Le groupe AXA est le leader mondial dans son domaine d'activités. Il y aurait long à raconter l'évolution de cette société qui s'est engouffrée dans le capitalisme financier, la spéculation et ses produits dérivées, mais là n'est pas l'objet du présent billet. AXA obtient par exemple 18,9 % de retour sur investissement pendant que la concurrence reste en moyenne scotchée à 13 %. AXA n'a aucun problème de compétitivité susceptible de la conduire jusqu'au dépôt de bilan...
AXA est actuellement dirigée par Henri de La Croix de Castries, comte de Castries. En dehors de ses heures de travail, cet homme de réseaux, proche des présidents Sarkozy et Hollande, préside le conseil de direction du groupe de Bilderberg, une sorte de club huppé très influent et très discret où l'oligarchie internationale refait le monde à la sauce néo-libérale : le pire c'est que cette internationale y arrive ! Quelques économistes de marché et politiciens, même de "gauche" (Valls) y sont conviés pour s'imprégner idéologiquement et réciter le bréviaire néo-libéral.
Le Sieur Henri coule également ses loisirs au sein du conseil d'orientation de l'Institut de l'entreprise, ce think tank, qui avec l'Institut Montaigne, réclame un choc de compétitivité...
Le rapport annuel 2010 indique que la rémunération variable de Monsieur Henri s'est élevée à 2.061.087 euros, sa rémunération fixe à 833.333 euros et ses jetons de présence au directoire du groupe AXA à 82.054 euros.
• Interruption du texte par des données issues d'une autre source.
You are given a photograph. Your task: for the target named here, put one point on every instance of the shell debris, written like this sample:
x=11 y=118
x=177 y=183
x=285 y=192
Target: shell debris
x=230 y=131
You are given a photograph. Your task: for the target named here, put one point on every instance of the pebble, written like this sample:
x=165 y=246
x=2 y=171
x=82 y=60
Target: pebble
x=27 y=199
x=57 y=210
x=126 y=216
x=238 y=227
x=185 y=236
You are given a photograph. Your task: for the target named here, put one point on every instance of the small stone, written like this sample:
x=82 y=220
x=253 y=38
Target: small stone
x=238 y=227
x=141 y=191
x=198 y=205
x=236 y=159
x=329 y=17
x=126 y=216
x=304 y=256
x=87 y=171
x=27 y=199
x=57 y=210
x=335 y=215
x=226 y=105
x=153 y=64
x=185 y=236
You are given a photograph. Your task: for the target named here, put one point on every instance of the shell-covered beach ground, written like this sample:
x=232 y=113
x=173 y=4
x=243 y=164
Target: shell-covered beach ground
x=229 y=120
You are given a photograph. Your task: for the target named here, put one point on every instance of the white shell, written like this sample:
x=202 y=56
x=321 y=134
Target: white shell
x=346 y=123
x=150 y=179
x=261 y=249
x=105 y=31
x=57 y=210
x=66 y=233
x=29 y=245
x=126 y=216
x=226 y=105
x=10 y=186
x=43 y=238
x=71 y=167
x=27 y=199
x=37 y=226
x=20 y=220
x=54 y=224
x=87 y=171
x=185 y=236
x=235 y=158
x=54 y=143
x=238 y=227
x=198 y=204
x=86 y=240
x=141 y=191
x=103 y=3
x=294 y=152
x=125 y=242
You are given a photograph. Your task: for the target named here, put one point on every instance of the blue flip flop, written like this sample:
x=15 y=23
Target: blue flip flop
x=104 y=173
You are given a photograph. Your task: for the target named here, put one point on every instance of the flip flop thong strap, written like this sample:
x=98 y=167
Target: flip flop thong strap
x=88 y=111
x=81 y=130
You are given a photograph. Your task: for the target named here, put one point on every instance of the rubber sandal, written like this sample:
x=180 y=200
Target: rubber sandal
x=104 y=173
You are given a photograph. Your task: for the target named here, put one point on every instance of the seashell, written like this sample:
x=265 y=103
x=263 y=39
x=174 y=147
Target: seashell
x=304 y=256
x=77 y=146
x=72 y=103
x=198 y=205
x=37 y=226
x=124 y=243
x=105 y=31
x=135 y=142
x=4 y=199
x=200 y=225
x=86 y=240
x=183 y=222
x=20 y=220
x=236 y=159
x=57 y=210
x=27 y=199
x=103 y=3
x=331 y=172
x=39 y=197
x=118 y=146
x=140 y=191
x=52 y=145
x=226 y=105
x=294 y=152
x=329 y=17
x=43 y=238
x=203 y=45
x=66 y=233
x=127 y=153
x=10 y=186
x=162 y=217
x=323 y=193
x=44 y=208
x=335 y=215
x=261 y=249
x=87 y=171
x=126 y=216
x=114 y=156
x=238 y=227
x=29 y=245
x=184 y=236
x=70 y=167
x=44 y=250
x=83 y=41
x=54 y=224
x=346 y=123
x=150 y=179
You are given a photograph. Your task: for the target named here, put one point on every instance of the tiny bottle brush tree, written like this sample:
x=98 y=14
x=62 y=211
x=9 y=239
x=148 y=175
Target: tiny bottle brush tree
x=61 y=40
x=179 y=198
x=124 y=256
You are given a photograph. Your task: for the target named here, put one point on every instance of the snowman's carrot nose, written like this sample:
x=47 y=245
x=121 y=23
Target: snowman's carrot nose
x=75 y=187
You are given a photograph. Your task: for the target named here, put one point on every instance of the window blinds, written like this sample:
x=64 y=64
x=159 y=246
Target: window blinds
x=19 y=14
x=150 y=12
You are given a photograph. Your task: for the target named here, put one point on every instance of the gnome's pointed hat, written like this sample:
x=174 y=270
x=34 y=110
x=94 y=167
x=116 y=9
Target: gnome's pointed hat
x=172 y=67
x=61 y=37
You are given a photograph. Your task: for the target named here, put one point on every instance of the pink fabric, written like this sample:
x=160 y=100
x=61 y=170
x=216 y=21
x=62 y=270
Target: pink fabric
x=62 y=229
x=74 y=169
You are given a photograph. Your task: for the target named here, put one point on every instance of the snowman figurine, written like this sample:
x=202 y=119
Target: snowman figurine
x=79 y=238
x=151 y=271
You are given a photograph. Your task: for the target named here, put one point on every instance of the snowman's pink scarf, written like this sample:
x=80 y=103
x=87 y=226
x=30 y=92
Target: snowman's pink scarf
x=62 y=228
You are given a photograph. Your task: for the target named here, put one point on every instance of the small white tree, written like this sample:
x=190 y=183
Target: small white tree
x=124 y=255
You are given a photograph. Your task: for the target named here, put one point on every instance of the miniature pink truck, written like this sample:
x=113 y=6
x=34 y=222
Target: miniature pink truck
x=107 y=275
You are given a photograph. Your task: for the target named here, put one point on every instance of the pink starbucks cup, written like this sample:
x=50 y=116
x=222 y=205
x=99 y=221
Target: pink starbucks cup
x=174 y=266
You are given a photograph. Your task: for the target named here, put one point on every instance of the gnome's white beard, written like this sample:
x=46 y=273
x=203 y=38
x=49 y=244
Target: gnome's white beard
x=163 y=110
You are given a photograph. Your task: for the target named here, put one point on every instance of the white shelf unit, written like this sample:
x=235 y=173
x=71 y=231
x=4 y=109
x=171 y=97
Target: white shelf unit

Au total, le PDG d'AXA a perçu 2.980.624 euros annuels, en dehors des actions qu'il a peut-être revendu et du revenu accessoire de ses rentes.
Et, ce n'est pas tout...
FO indique qu'il toucherait au titre de la retraite supplémentaire payée par l'entreprise, et au-delà des 120.000 euros du régime général, plus d'un million d'euros de "pension" ! Pour assurer la pérennité de cette humble pension de modeste retraité, AXA a provisionné quelques 27, 5 millions d'euros pour lui et son adjoint.
Et, ce n'est pas tout...
Le groupe AXA a versé la somme de 4.636.000 euros aux 10 plus gros salaires alors que les 34 000 autres salariés ont du se partager 7.452.406 euros !
Et, ce n'est pas tout...
Comme le mentionne toujours le tract syndical, AXA :
« a distribué en France, de façon complètement opaque, plus de deux millions d'options d'actions... à 1984 bénéficiaires mystérieux, principalement dans les cercles de direction.»
En l'espèce, ce PDG applique une répartition excessivement inégalitaire des richesses créées par les salariés d'AXA.
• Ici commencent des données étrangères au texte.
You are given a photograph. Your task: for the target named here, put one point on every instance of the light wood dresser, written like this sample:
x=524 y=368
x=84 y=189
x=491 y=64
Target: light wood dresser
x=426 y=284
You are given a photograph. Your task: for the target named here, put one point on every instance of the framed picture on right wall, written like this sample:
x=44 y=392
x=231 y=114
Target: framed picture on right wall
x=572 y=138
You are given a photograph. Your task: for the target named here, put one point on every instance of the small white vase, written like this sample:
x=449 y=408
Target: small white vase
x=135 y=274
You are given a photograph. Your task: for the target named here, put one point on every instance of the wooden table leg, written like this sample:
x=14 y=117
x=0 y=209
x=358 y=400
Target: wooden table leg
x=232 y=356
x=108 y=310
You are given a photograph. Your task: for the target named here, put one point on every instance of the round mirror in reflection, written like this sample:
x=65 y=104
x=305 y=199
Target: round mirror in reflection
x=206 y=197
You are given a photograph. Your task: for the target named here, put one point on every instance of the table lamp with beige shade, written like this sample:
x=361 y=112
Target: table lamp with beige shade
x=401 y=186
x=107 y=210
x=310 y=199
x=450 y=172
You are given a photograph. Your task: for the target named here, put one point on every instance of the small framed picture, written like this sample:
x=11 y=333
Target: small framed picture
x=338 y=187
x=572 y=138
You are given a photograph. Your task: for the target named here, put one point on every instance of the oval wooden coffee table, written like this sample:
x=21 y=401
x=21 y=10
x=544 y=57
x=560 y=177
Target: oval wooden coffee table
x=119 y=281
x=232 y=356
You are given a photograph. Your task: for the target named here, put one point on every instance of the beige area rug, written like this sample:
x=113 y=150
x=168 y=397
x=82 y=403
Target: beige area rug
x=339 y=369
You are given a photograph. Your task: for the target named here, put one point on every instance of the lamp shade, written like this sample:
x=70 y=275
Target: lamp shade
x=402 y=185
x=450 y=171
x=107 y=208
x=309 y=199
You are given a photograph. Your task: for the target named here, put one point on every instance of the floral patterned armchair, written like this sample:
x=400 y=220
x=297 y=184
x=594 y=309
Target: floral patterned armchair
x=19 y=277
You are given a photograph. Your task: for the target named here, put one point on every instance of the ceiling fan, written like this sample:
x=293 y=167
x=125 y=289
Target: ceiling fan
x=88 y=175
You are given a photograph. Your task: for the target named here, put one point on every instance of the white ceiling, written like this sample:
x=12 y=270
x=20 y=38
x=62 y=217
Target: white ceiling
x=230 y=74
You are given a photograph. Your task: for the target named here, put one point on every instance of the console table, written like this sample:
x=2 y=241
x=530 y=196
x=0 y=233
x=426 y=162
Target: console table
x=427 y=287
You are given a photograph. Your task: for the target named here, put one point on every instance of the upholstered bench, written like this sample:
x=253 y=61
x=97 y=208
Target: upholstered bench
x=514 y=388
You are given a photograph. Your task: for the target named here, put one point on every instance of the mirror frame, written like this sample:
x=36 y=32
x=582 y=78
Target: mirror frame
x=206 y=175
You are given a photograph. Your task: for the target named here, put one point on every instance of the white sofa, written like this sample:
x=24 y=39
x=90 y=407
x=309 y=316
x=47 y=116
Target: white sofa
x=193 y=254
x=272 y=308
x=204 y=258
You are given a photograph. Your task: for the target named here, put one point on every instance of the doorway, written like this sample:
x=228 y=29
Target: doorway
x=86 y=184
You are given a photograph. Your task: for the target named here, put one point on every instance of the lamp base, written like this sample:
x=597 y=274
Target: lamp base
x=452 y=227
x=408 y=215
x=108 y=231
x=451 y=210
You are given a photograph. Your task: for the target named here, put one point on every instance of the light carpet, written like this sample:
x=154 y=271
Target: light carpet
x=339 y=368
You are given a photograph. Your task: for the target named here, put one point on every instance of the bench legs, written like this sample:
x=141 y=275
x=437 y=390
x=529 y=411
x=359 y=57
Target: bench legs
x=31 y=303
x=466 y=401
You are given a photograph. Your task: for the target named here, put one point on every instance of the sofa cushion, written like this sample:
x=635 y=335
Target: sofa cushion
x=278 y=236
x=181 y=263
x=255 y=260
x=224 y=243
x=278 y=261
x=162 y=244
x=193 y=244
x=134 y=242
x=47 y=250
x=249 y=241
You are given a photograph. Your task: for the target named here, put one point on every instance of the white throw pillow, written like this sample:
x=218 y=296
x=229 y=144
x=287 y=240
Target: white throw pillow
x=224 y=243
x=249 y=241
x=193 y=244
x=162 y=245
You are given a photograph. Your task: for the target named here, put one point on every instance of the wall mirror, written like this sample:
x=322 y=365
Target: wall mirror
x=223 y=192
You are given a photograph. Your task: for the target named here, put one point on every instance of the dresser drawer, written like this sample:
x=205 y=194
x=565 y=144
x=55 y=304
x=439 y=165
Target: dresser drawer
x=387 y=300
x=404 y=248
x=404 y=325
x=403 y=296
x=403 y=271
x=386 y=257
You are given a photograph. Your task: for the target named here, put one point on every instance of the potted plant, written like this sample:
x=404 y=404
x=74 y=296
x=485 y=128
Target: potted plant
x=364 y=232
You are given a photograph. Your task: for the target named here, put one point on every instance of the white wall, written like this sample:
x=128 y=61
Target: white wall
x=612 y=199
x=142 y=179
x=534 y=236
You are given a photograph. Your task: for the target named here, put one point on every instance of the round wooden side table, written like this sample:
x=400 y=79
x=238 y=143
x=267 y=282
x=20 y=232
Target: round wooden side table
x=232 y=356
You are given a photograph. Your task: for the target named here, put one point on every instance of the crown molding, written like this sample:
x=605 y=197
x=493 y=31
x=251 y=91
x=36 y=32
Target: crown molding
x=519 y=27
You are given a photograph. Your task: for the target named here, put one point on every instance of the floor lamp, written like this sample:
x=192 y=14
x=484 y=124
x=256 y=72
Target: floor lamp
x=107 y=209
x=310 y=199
Monsieur le comte de Castries de Bilderber de l'Institut de l'entreprise est donc favorable à la baisse du coût du travail... pour les autres, les gueux !
En poste chez AXA depuis plus de 23 ans, il prône la flexibilité du marché du travail... mais pour les autres !
C'est ce qu'on appelle un cas concret très édifiant.
Aussi, toute conclusion visant à démontrer l'arnaque en cours du choc de compétitivité serait superflue. Pour la fine bouche, ajoutons seulement que le tract syndical dénonce un plan "social" qui ne porte pas son nom avec des délocalisations, des externalisations et la destruction des CDI...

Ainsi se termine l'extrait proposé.